The standard approach to this problem is to write $\xi(s) = \dfrac{s(s-1)}{2}\pi^{-s/2}\Gamma(s/2)\zeta(s).$ This function is entire, and has zeroes precisely at the non-trivial zeroes of $\zeta(s)$. It also has a slow enough rate of growth that it can be written as a product over its zeroes: $$\xi(s) = \xi(0) \prod_{\rho}(1-\dfrac{s}{\rho}),$$ where the product is over zeroes of $\xi(s)$, i.e. over non-trivial zeroes of $\zeta(s)$. (Here I am following more-or-less the notation in Edward's book Riemann's zeta function, which is a good reference for these sort of things.) [Edit: Also, to ensure convergence, the product should be taken over "matching pairs" of zeroes, i.e. the factors for a pair of zeroes of the form $\rho$ and $1-\rho$ should be combined.] We can then write $$\zeta(s) = \dfrac{2\xi(0)}{s(s-1)}\pi^{s/2}\dfrac{1}{\Gamma(s/2)}\prod_{\rho}(1-\dfrac{s}{\rho}).$$ If we now replace $\dfrac{1}{\Gamma(s/2)}$ by its Weierstrass product, we get a product formula for $\zeta(s)$, namely $$\zeta(s) = \dfrac{\xi(0)}{s-1} (\pi e^{\gamma})^{s/2}\prod_{n=1}^{\infty}(1 +\dfrac{s}{2n})e^{-s/2n} \prod_{\rho}(1-\dfrac{s}{\rho}).$$ (Here $\gamma$ is Euler's constant.)
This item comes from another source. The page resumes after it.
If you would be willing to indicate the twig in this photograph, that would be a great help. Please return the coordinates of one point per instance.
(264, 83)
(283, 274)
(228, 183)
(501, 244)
Note that we can now compute $\xi(0)$, because we know that the value of $\zeta(s)$ at $s = 0$ is equal to $-1/2$. We find that $\xi(0) = 1/2$, and so $$\zeta(s) = \dfrac{1}{2(s-1)}(\pi e^{\gamma})^{s/2}\prod_{n=1}^{\infty}(1+\dfrac{s}{2n})e^{-s/2n}\prod_{\rho}(1-\dfrac{s}{\rho}).$$
An added cultural remark: Riemann's explicit formula for the prime counting function is obtained by taking a Fourier transform of the logarithm of this formula. Combined with the fact that all the non-trivial zeroes $\rho$ have real part $< 1$ (proved by Hadamard and de la Vallee Poussin), this gives the prime number theorem.